Microsoft's Magentic-One: A Revolutionary Open-Source Framework

With the rapid development of large models and agent-related technologies, major tech companies are quickly entering the multi-agent era, aiming to help humans handle complex tasks and free up their hands! Microsoft has recently launched the Magentic-One multi-agent framework, built on AotoGen, which not only can converse with humans but also can control computers to perform various complex tasks!

Paper link:

https://arxiv.org/pdf/2411.04468

Project homepage:

https://github.com/microsoft/autogen

Microsoft's Magentic-One: A Revolutionary Open-Source Framework

What Can Magentic-One Do?

The latest open-source agent framework from Microsoft, Magentic-One, can control computers to help humans handle various complex tasks. Magentic-One consists of five specialized AI agents working together to assist humans in handling open web and file-based complex tasks, such as browsing the web for information, processing local files, and writing code.

For example, a task: What supermarkets within two blocks of Lincoln Park in Chicago have ready-to-eat salads priced under $15? At this point, Magentic-One will automatically use an online map (like Bing Maps) to find supermarkets near Lincoln Park, then navigate to each supermarket’s website to check if they have ready-to-eat salads priced under $15.

For specific deployment methods and usage tutorials, refer to:

https://www.bilibili.com/video/BV1MymbYpEJy/?vd_source=814c868b972bdaeb1b688bc9fe998e2c

Research Background

The development of large models has propelled the advancement of agent systems. To enhance human knowledge and capabilities to improve productivity and change lives, these systems need to possess abilities such as planning, reasoning, acting, responding to new situations, and error correction to complete complex tasks. Magentic-One aims to build such a general-purpose agent system capable of handling various tasks in people’s daily work and lives.

Magentic-One System Overview

Multi-Agent Architecture

It consists of a coordinator (Orchestrator) and four specialized agents (WebSurfer, FileSurfer, Coder, and ComputerTerminal). The coordinator is responsible for task planning, tracking, and adjustments, while the other agents specialize in tasks such as browsing the web, processing files, writing, and executing code.

This innovative multi-agent architecture has many advantages; the modular design allows each agent to focus on its area of expertise, forming an efficient team.
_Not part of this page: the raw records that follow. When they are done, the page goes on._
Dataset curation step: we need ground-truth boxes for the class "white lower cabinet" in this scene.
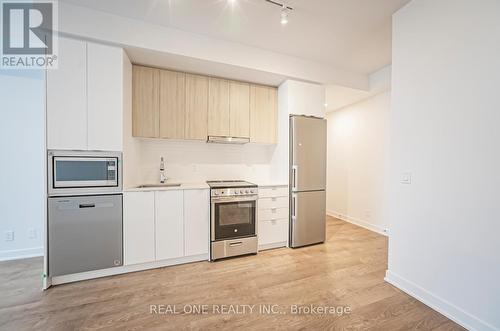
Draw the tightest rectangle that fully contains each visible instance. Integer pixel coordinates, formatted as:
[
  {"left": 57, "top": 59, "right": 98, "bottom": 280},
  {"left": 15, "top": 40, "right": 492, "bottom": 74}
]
[
  {"left": 123, "top": 192, "right": 155, "bottom": 265},
  {"left": 155, "top": 191, "right": 184, "bottom": 260},
  {"left": 123, "top": 189, "right": 210, "bottom": 265},
  {"left": 184, "top": 190, "right": 210, "bottom": 256},
  {"left": 258, "top": 185, "right": 289, "bottom": 250}
]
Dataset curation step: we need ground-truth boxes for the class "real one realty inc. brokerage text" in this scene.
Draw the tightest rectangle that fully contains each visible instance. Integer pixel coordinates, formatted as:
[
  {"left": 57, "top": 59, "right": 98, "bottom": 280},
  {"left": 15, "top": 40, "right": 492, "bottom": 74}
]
[{"left": 149, "top": 304, "right": 351, "bottom": 316}]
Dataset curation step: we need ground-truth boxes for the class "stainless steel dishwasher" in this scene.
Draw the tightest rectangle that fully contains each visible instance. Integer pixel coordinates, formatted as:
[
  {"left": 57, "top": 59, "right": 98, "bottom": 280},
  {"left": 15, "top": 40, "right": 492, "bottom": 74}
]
[{"left": 48, "top": 194, "right": 123, "bottom": 276}]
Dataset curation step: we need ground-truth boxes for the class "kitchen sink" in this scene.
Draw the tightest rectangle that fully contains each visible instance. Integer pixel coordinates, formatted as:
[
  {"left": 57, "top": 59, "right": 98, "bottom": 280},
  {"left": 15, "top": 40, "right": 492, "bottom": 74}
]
[{"left": 136, "top": 183, "right": 181, "bottom": 188}]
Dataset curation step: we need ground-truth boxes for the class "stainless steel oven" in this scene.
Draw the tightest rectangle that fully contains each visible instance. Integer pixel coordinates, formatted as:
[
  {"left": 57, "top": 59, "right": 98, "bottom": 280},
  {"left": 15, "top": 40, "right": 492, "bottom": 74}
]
[
  {"left": 208, "top": 181, "right": 258, "bottom": 260},
  {"left": 47, "top": 150, "right": 122, "bottom": 196},
  {"left": 211, "top": 195, "right": 257, "bottom": 241}
]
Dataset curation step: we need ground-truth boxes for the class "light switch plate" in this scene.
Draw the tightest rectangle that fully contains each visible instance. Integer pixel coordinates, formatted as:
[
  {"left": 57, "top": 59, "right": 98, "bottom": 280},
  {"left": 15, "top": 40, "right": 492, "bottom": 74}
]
[
  {"left": 28, "top": 228, "right": 36, "bottom": 239},
  {"left": 4, "top": 231, "right": 14, "bottom": 241},
  {"left": 401, "top": 172, "right": 411, "bottom": 184}
]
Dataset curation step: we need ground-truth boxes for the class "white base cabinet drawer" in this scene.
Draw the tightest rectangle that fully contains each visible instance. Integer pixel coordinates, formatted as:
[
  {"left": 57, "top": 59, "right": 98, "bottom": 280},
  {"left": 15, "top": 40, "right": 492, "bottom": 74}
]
[
  {"left": 259, "top": 186, "right": 288, "bottom": 198},
  {"left": 259, "top": 208, "right": 288, "bottom": 221},
  {"left": 259, "top": 196, "right": 288, "bottom": 209},
  {"left": 259, "top": 219, "right": 288, "bottom": 246}
]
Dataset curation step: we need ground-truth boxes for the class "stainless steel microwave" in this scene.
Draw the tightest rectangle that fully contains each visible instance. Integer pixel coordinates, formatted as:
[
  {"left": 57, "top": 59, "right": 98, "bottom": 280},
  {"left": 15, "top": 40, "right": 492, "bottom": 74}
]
[{"left": 47, "top": 150, "right": 122, "bottom": 196}]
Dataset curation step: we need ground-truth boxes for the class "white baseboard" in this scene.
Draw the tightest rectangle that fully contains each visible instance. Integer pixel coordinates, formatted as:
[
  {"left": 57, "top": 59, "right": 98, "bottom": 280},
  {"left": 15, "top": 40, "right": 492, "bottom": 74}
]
[
  {"left": 385, "top": 270, "right": 500, "bottom": 331},
  {"left": 50, "top": 254, "right": 209, "bottom": 285},
  {"left": 259, "top": 241, "right": 287, "bottom": 251},
  {"left": 0, "top": 247, "right": 43, "bottom": 261},
  {"left": 326, "top": 210, "right": 389, "bottom": 236}
]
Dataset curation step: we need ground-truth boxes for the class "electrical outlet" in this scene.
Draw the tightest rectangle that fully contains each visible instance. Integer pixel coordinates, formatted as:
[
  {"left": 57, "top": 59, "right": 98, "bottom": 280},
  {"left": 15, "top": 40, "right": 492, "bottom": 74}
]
[
  {"left": 4, "top": 231, "right": 14, "bottom": 241},
  {"left": 401, "top": 172, "right": 411, "bottom": 184},
  {"left": 28, "top": 228, "right": 36, "bottom": 239}
]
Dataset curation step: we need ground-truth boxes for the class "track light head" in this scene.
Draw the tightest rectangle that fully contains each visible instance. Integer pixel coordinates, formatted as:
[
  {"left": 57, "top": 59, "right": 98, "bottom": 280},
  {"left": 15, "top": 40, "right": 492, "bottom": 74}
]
[{"left": 280, "top": 4, "right": 288, "bottom": 25}]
The system possesses strong adaptive capabilities, dynamically adjusting strategies based on task requirements and automatically correcting errors. The architecture adopts a plug-and-play design concept, allowing different agents to be added or removed as needed without affecting the overall system operation.

Workflow

Task Reception and Ledger Creation: The coordinator first receives the task and then creates a task ledger, filling it with given or verified facts, facts that need to be searched and deduced, and preliminary guess information. This information provides a basis for subsequent task planning.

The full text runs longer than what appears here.